Figure 5. Endothelial miR-424 and miR-503 regulate PAEC proliferation and migration and induce paracrine inhibition of PASMC proliferation

(a) Cell cycle analysis of PAECs with miR-424 and miR-503 overexpression in normal and PAH PAECs. (b) Proliferation of normal and PAH PAECs with overexpression of miR-424 and miR-503 or with concurrent stimulation with exogenous FGF2 and transfection of FGFR1 expression construct. *P < 0.01. (c) Proliferation of normal PAECs and PAH PAECs in response to inhibition of miR-424 and miR-503 by anti-miR transfection or with concurrent knockdown of FGF2 and FGFR1. *P < 0.01. (d) Cell migration response to miR-424 and miR-503 overexpression or with concurrent FGF2 stimulation and FGFR1 trasfection in normal PAECs. *P < 0.05 vs. controls. Scale bar = 500 μm. (e) Cell migration response to overexpression of miR-424 and miR-503 in PAH PAECs. *P < 0.05. Scale bar = 500 μm. (f) PASMC proliferation in response to conditioned media (CM) from PAECs of a normal donor and a PAH subject (Control vs. Basal), CM from respective PAECs transfected with miR-424 and miR-503 mimics, and co-transfected with FGF2 expression construct. *P < 0.01. (g) PASMC proliferation in response to CM from PAECs subjected to either APLN knockdown alone or in conjunction with miR-424 and miR-503 overexpression. *P < 0.05. (h) Proliferation of PASMCs in response to CM from PAECs subjected to APLN knockdown, FGF2 knockdown, or concurrent knockdown. *P < 0.05.
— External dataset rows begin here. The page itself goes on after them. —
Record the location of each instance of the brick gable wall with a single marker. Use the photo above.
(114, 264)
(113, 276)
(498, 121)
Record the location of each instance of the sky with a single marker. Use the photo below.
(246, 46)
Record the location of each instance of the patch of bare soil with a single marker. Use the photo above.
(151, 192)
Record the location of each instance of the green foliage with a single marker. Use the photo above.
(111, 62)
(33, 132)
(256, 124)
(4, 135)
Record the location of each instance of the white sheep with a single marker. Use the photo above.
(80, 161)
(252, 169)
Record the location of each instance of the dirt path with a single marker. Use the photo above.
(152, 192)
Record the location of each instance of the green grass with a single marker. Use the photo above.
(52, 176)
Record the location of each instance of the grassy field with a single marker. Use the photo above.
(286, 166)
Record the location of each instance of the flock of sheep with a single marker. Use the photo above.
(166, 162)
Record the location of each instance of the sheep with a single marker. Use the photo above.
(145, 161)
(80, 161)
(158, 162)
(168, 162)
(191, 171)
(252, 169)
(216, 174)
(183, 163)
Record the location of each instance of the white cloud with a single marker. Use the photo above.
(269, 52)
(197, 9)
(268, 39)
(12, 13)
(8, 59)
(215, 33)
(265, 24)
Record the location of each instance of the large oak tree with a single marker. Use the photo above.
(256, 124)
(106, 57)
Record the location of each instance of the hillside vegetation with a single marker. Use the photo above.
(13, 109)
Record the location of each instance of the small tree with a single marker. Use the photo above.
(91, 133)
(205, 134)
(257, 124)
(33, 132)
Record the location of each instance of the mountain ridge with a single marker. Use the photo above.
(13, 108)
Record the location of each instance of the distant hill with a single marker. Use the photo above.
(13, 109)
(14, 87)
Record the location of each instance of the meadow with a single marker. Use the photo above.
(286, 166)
Figure 6. MiR-424 and miR-503 can ameliorate the experimental pulmonary hypertension models in rodents

(a) Expression levels of rno-miR-322 (hsa-miR-424 equivalent in rat) and miR-503 in rat lungs and isolated LECs 3 weeks after MCT injection and 4 weeks after SuHx. Expression levels of Apln mRNA in the rat LECs from two pulmonary hypertension models. *P < 0.01. (b) Expression of FGF2 and FGFR1 in the MCT and SuHx induced pulmonary hypertension rat lungs. (c) Right ventricular systolic pressure (RVSP) measurements in rats receiving intranasal delivery of lentiviral miR-424 and miR-503 (424/503-GFP) compared to control lentivirus (GFP) in the MCT prevention and rescue models, and the SuHx rescue model. *P < 0.001 for each model. (d) Microvascular muscularization analysis of lungs from rats receiving either intranasal GFP or 424/503-GFP in the three models. Smooth muscle actin is shown in red, vWF is shown in green. *P < 0.01 and **P < 0.001. (e) Assessment of PCNA expression in the lungs of the three pulmonary hypertension models receiving either GFP control or 424/503-GFP. PCNA is shown in red, vWF is shown in green. Orange bars denote the experimental pulmonary hypertension groups. *P < 0.001 and **P < 0.01. (f) H&E staining of the lungs from rats subjected to SuHx pulmonary hypertension induction receiving either GFP or 424/503-GFP. The average number of obliterated vessels per microscopic field is shown. Orange bars denote the experimental pulmonary hypertension groups. *P < 0.001, **P < 0.02. (g) FGF2 and FGFR1 protein levels in the lung homogenates of rats in the three models with either GFP or 424/503-GFP. FGF2 and FGFR1 expression in the isolated LECs from the MCT-Rescue and SuHx-Rescue models with GFP or 424/503-GFP. Orange bars denote the experimental pulmonary hypertension groups. *P < 0.05. (h) Proposed mechanism of endothelial signal linking APLN, miR-424/miR-503, and FGF2-FGFR1 in normal and PAH pulmonary endothelium.